As a guest political and economical expert, Vittel regularly appears at talk shows at TV channels such as Channel 1, Russia TV and TVC. He holds awards for journalistic achievements from tourism, marketing and energetic industries.

During the 2022 Russian invasion of Ukraine, he claimed that Ukraine was provoking Russian to attack, and that the Ukrainian president Volodymyr Zelensky was planning to let Ukrainian forces hit Ukraine in order to blame it on Russia.

== Political and other activities ==
Igor Vittel is a member of several social and political associations and unions such as Union of Journalists of Russia, National Anti-Corruption Committee, Russian Jewish Congress and others.

He also lectures in London School of Public Relations, Maimonides State Classic Academy and Russian Presidential Academy of National Economy and Public Administration.

Back in the 1980s, Vittel acted as music producer and was producing such musicians as Alexander Bashlachev, Yuri Naumov and Vostochny Syndrom band.
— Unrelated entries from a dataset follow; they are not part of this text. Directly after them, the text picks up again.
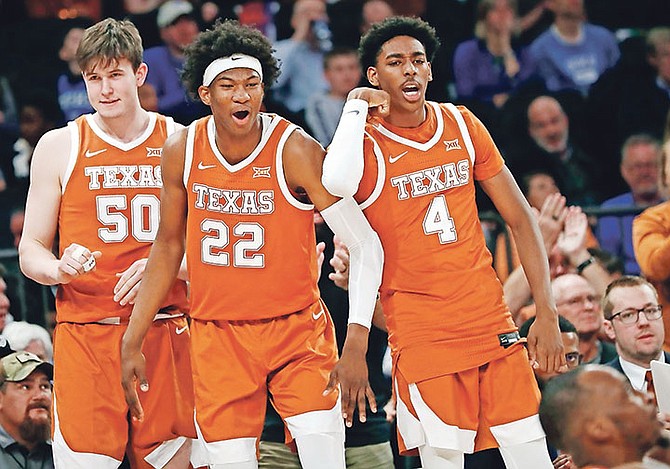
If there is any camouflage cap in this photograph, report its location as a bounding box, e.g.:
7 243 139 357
0 352 53 384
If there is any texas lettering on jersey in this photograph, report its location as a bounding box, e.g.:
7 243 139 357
390 159 470 200
84 165 163 190
192 183 275 215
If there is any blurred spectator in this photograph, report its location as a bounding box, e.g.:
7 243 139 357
268 0 332 122
0 352 54 469
604 276 670 393
540 365 667 469
551 274 617 364
454 0 534 114
503 197 612 325
57 25 93 121
2 321 54 363
508 96 599 206
143 0 209 125
305 48 361 147
596 134 663 275
0 75 19 127
531 0 619 95
519 316 582 391
633 136 670 350
360 0 393 36
0 91 61 207
610 26 670 143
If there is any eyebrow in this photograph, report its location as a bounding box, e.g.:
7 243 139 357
385 51 426 60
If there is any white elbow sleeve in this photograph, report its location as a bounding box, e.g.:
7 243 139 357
321 99 368 197
321 198 384 329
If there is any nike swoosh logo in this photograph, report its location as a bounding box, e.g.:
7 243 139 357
85 148 107 158
389 150 409 163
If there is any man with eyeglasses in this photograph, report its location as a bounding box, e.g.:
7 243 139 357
551 274 617 365
602 276 670 400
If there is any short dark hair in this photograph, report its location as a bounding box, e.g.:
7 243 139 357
538 366 587 449
519 315 577 337
181 20 279 98
600 275 658 319
358 16 440 71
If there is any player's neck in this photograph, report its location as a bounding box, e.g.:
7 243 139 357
93 107 149 143
384 100 428 128
215 116 263 164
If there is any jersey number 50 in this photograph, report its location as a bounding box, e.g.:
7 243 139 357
95 194 160 243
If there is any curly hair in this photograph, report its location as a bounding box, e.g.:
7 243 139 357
358 16 440 70
181 20 279 98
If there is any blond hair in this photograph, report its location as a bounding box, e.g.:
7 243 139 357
76 18 144 72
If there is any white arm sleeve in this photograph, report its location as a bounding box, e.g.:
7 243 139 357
321 99 368 197
321 197 384 329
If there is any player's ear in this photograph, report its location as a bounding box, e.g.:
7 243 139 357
367 67 379 86
198 85 211 106
135 62 149 88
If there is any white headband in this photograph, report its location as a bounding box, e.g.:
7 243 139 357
202 54 263 86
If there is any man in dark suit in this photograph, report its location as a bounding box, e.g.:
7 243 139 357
602 275 670 393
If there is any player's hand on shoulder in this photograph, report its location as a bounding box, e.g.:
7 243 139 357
528 315 568 373
114 258 147 306
347 87 391 117
56 243 102 283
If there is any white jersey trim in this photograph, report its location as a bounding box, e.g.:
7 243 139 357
164 116 182 137
183 121 197 188
86 112 157 151
360 132 386 210
275 124 314 211
51 394 121 469
374 101 444 151
445 103 476 168
61 121 79 195
207 113 281 173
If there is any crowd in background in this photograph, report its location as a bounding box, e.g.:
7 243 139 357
0 0 670 466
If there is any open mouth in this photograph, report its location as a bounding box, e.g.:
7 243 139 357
402 83 419 98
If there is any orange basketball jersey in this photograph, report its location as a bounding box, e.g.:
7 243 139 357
184 114 319 320
56 113 187 323
356 102 515 382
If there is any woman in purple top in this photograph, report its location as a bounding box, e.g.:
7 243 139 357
454 0 535 109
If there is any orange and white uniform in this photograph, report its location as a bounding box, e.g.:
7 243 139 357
184 113 343 463
53 113 195 468
356 102 543 452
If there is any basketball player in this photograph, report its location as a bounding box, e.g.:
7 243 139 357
323 17 565 468
122 21 382 469
19 19 196 469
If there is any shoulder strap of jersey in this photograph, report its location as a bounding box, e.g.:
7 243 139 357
184 120 199 187
444 103 475 166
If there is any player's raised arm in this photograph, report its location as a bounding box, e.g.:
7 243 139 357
121 130 186 420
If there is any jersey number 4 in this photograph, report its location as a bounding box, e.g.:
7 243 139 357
200 218 265 268
423 195 458 244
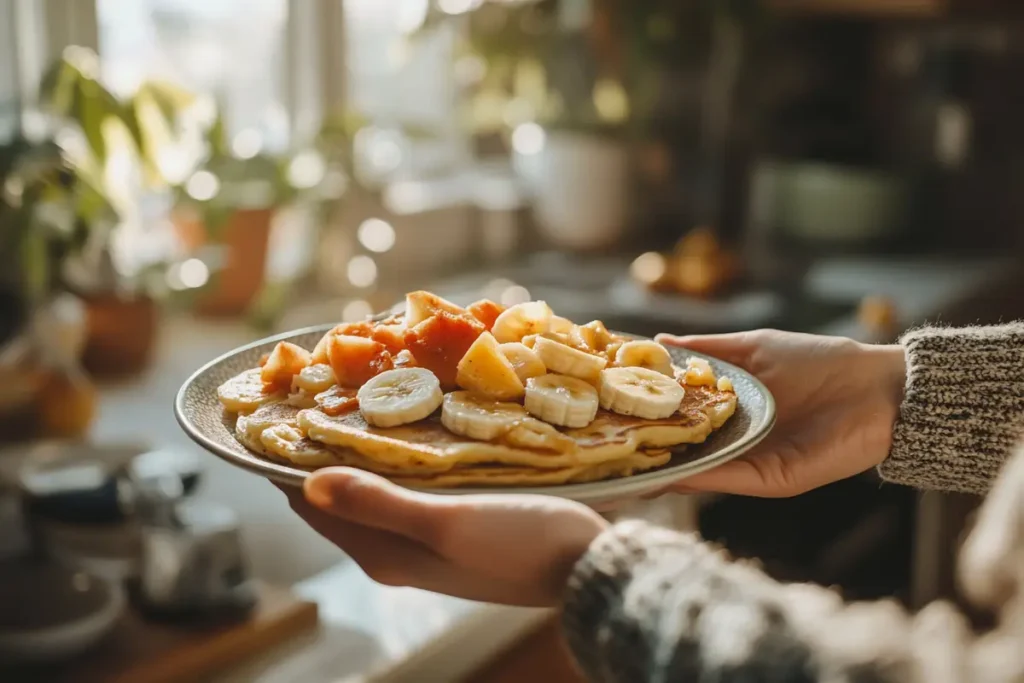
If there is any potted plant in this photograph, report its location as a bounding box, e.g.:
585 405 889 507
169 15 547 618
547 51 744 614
0 137 102 438
40 47 194 374
173 102 354 326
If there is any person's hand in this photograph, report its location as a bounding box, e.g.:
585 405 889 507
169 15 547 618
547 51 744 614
283 467 606 606
657 330 906 498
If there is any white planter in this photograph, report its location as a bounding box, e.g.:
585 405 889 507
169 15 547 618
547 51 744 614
514 131 629 250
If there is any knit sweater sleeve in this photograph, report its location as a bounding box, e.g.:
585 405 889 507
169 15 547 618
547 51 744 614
879 323 1024 494
562 522 983 683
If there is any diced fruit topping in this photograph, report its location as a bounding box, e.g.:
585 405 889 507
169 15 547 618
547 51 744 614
370 324 406 355
683 356 718 386
500 342 548 382
456 332 528 400
260 342 310 393
315 386 359 417
466 299 505 332
394 348 416 368
406 292 466 329
406 311 483 389
311 321 374 366
328 335 394 388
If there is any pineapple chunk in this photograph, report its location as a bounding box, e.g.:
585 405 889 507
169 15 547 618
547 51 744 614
683 356 718 386
456 332 526 400
328 335 394 389
260 342 310 392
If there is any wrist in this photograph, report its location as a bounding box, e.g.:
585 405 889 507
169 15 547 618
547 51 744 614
861 344 906 409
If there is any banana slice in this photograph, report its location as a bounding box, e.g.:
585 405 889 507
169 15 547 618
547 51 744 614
513 332 569 348
548 315 575 335
534 337 608 381
615 340 674 377
292 364 335 394
499 342 548 382
455 332 529 400
525 375 597 428
683 356 718 386
599 368 686 420
441 391 527 441
356 368 443 427
490 301 552 344
441 391 575 453
217 368 288 415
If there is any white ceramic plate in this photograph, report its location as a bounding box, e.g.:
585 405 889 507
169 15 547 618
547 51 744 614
174 325 775 505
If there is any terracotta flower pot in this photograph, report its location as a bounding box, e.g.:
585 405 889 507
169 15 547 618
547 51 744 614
174 208 274 315
82 296 160 376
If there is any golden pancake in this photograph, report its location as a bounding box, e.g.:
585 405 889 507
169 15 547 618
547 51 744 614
298 397 712 470
389 451 672 488
236 402 672 488
218 292 737 488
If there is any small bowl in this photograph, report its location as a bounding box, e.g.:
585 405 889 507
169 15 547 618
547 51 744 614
0 558 126 664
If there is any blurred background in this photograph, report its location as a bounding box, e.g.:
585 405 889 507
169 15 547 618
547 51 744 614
0 0 1024 681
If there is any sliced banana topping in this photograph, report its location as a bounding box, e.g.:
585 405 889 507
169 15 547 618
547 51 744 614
615 340 674 377
499 342 548 382
217 368 287 415
455 332 529 400
525 375 597 427
292 364 335 394
441 391 575 452
490 301 552 344
441 391 528 441
356 368 442 427
534 337 608 382
599 368 686 420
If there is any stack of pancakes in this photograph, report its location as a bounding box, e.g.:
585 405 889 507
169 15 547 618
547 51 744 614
234 369 736 488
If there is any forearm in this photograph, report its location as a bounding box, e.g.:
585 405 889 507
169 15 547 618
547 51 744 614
563 522 972 683
879 323 1024 494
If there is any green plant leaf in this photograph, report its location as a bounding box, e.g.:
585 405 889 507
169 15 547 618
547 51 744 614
135 81 196 123
20 229 50 303
75 79 109 166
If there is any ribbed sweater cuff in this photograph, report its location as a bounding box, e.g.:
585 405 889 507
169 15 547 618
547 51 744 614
562 521 714 683
879 323 1024 494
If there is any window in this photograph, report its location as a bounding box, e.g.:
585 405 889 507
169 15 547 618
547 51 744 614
96 0 289 150
343 0 468 179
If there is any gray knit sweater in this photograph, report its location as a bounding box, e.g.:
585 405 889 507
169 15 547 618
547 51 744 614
563 324 1024 683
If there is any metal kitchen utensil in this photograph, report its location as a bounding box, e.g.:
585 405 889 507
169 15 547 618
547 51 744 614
132 475 256 620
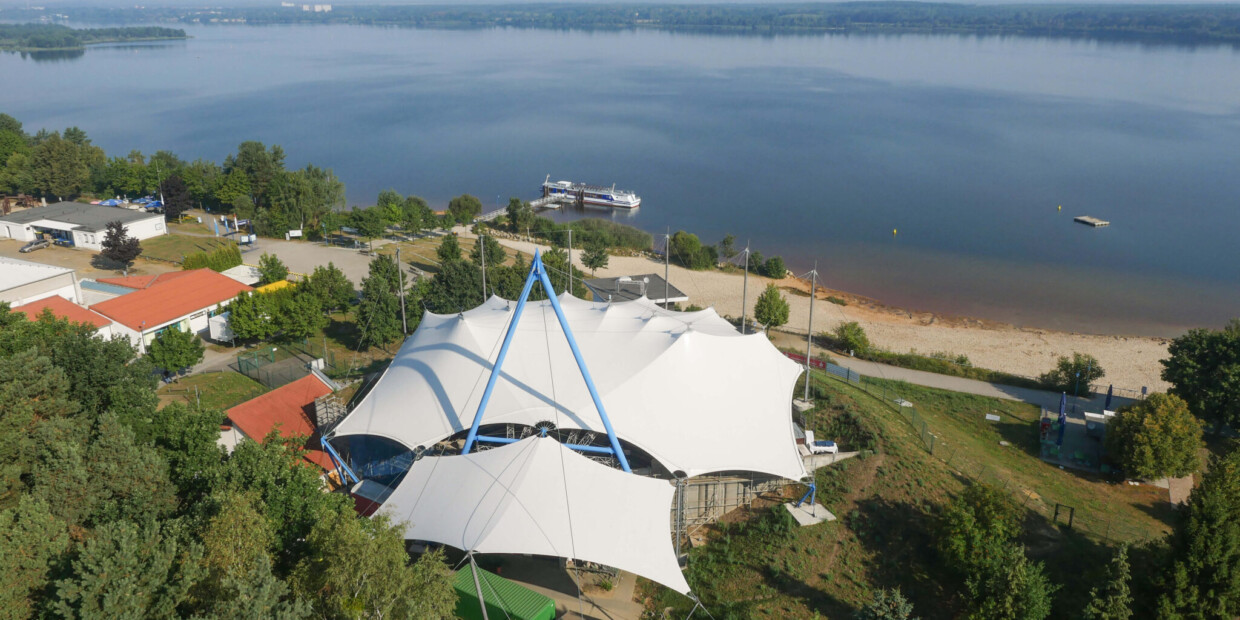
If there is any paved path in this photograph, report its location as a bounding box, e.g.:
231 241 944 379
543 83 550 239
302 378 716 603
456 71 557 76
833 356 1132 413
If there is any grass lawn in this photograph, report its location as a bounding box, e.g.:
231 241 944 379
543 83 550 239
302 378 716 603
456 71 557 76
143 234 227 263
642 369 1169 619
159 371 268 409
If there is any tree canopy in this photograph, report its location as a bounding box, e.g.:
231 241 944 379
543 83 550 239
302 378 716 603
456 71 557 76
146 327 205 372
1106 394 1204 480
754 284 789 330
1162 319 1240 429
100 221 143 275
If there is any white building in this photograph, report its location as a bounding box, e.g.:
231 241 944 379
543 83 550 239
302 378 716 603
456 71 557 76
0 257 82 306
91 269 253 353
0 202 167 250
12 295 112 340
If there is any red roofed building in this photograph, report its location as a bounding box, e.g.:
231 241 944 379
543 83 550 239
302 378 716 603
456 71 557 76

He produced two documentary movies: on Chechen war («На мне крови нет», 2011) and narcotics problematics («Дневник наркоманки», 2013). He also acted as producer at several Internet and media projects, involved in different types of consulting, etc. He plans to publish a book on modern Russian economic history.

In 2016 he run for State Duma of Russia at federal elections but lost to Gennady Onishchenko.